Casaldáliga diz que a igreja foi "dura" e "injusta" com os teólogos da 
libertação e que as ações em favor das minorias, pelas comunidades eclesiais de 
base, foram vistas pelo Vaticano com "desconfiança" e "reticência".
No sábado à noite, ele rezou pelo papa: "Tenho confiança de que ele está na 
glória". Sofrendo do mal de Parkinson, a mesma doença que afligiu João Paulo 2º 
, hipertenso e sobrevivente a várias operações e a 18 ataques de malária, d. 
Pedro Casaldáliga mantém o bom humor. Diz que é um "cavalo velho, um pouco 
cansado". O bispo espanhol relembra o encontro com o papa de origem polonesa, 
após ter sido interrogado por cardeais no Vaticano. Karol Wojtyla o abraçou e 
disse em português: "É para que veja que não sou nenhuma fera".
Folha - Qual é a sua esperança em relação ao futuro pontificado?
D. Pedro Casaldáliga - Vou ser bem sincero. Eu não tenho esperança de 
uma mudança significativa. Minha impressão é que a imensa maioria dos cardeais é 
de uma linha mais ou menos conservadora, de continuidade, sobretudo no [aspecto] 
teológico, no canônico, dentro da igreja. Mas cada papa tem um estilo. De vez em 
quando acontecem surpresas... 
Folha - O sr. tem pregado uma revisão do exercício do papado e do poder da 
Cúria. Quais seriam as principais mudanças?
Casaldáliga - Fundamentalmente, que o Vaticano deixasse de ser Estado. O 
papa deixaria de ser chefe de Estado. Que a Cúria se simplificasse o mais 
possível, e se concedesse mais autonomia às conferências episcopais, às igrejas 
particulares, ou seja, as dioceses, as prelazias. Que se estimulasse o 
ecumenismo, um diálogo entre as religiões e entre as culturas, sobretudo no 
Terceiro Mundo. Que houvesse uma atitude de sensibilidade máxima com o 
sofrimento da humanidade, de cooperação com todas as entidades que lutam pela 
justiça, pela paz, pela ecologia. E que se atendesse melhor às reivindicações 
dos leigos, sobretudo no que se refere à mulher. Uma confiança maior com 
respeito aos servos que abrem caminhos, seja na Teologia da Libertação, na 
teologia feminista, na teologia negra, na teologia indígena, no diálogo 
interreligioso. 
Folha - Como foi o pontificado de João Paulo 2º, nesse aspecto?
Casaldáliga - No pontificado de João Paulo 2º, a Cúria foi dura. E às 
vezes, com todo o respeito, acho que foi até injusta com os teólogos da 
libertação, da inculturação e do diálogo interreligioso. 

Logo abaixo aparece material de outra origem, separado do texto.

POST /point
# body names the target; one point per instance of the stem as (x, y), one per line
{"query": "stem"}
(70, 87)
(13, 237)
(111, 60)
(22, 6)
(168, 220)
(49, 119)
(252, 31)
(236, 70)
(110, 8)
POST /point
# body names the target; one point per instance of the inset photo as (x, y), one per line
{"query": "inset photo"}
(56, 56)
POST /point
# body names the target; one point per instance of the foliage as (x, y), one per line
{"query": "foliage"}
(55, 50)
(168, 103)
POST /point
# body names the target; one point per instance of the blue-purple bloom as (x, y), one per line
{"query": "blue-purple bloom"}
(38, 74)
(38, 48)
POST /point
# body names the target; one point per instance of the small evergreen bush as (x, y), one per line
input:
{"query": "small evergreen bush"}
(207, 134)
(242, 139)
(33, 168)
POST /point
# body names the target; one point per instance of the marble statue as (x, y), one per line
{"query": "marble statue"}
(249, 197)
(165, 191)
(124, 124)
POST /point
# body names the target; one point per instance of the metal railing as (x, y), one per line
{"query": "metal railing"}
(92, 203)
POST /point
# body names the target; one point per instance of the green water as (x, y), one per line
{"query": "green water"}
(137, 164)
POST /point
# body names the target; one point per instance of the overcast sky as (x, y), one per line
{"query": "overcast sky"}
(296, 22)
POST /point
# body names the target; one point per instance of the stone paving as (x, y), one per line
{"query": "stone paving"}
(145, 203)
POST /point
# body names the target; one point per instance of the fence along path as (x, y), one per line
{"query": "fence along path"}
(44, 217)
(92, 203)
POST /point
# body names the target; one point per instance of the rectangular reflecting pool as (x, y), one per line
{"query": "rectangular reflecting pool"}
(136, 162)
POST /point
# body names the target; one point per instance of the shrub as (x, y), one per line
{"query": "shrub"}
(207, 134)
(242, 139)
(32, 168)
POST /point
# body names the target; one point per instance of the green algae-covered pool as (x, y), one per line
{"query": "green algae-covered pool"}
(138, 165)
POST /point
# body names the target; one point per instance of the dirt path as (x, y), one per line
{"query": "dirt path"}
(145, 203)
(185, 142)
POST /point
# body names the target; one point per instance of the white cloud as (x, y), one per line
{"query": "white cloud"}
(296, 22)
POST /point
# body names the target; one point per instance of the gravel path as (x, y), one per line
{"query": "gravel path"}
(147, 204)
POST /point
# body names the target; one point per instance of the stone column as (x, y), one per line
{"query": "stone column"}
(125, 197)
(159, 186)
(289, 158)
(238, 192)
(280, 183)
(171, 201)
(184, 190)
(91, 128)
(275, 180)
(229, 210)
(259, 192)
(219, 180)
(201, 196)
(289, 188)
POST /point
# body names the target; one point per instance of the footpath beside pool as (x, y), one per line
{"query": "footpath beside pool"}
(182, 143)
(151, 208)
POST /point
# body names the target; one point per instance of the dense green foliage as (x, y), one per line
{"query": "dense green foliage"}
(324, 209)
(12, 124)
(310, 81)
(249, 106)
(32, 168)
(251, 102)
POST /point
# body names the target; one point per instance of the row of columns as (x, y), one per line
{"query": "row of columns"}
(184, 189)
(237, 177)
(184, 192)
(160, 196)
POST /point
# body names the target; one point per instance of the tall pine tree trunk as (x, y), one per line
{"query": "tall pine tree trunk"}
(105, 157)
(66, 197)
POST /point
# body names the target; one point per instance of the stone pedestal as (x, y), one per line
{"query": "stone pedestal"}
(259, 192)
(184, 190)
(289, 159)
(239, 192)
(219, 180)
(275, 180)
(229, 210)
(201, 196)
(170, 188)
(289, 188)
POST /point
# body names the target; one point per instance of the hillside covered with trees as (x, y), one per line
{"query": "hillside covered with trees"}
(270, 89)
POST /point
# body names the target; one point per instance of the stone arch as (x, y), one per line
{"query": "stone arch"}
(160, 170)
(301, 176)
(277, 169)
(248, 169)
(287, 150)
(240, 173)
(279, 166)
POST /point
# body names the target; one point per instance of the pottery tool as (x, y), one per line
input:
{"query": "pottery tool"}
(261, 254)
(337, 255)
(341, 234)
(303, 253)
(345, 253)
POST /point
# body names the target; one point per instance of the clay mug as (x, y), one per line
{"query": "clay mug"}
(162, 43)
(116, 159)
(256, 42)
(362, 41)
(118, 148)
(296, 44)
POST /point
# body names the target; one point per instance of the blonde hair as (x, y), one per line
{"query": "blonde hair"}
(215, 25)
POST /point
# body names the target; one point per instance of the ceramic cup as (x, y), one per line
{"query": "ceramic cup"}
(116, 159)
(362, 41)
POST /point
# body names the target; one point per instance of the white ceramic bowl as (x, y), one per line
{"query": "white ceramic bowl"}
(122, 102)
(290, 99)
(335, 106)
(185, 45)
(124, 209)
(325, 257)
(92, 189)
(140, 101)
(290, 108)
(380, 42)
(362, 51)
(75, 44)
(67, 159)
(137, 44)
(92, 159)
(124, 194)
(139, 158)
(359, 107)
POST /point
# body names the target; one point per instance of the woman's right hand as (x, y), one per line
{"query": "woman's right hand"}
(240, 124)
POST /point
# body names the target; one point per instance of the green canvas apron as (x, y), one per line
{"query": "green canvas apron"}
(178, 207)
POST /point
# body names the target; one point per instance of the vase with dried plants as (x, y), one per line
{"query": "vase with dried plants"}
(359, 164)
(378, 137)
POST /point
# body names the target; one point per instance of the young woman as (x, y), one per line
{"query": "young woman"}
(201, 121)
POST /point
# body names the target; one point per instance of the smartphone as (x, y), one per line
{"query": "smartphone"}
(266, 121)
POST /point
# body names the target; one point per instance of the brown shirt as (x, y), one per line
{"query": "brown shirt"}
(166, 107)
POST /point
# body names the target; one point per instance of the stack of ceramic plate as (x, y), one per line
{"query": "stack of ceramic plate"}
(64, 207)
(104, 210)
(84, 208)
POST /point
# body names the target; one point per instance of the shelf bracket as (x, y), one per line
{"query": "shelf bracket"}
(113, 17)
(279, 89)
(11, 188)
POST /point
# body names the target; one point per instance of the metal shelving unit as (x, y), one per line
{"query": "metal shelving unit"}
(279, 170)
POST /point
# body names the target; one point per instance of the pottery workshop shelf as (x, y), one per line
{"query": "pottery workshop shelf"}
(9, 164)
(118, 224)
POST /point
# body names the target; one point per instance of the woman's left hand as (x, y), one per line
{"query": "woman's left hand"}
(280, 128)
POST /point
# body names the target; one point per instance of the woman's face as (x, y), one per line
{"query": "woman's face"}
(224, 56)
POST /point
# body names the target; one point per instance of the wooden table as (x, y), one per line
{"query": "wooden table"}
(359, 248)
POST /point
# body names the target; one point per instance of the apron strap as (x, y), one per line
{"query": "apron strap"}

Folha - O pontificado muito longo é ruim para a missão da igreja?
Casaldáliga - Eu continuo achando que os papas, como os bispos, deveriam 
renunciar numa idade determinada. Eu não acredito em cargos vitalícios, nem na 
sociedade nem na igreja. 
Folha - Quais foram os reflexos da igreja de João Paulo 2º sobra a sua 
prelazia e sobre a sua atividade?
Casaldáliga - Só desconfiança com respeito à Teologia da Libertação. E 
só reticência com respeito às comunidades eclesiais de base. Houve um 
relacionamento tenso entre o Vaticano e a CNBB [Conferência Nacional dos Bispos 
Brasileiros]. Entre a igreja da libertação da América Latina e o Vaticano. Por 
outra parte, o próprio papa mandou à assembléia da CNBB aquela famosa carta na 
qual dizia que a Teologia da Libertação era não só útil, mas necessária. 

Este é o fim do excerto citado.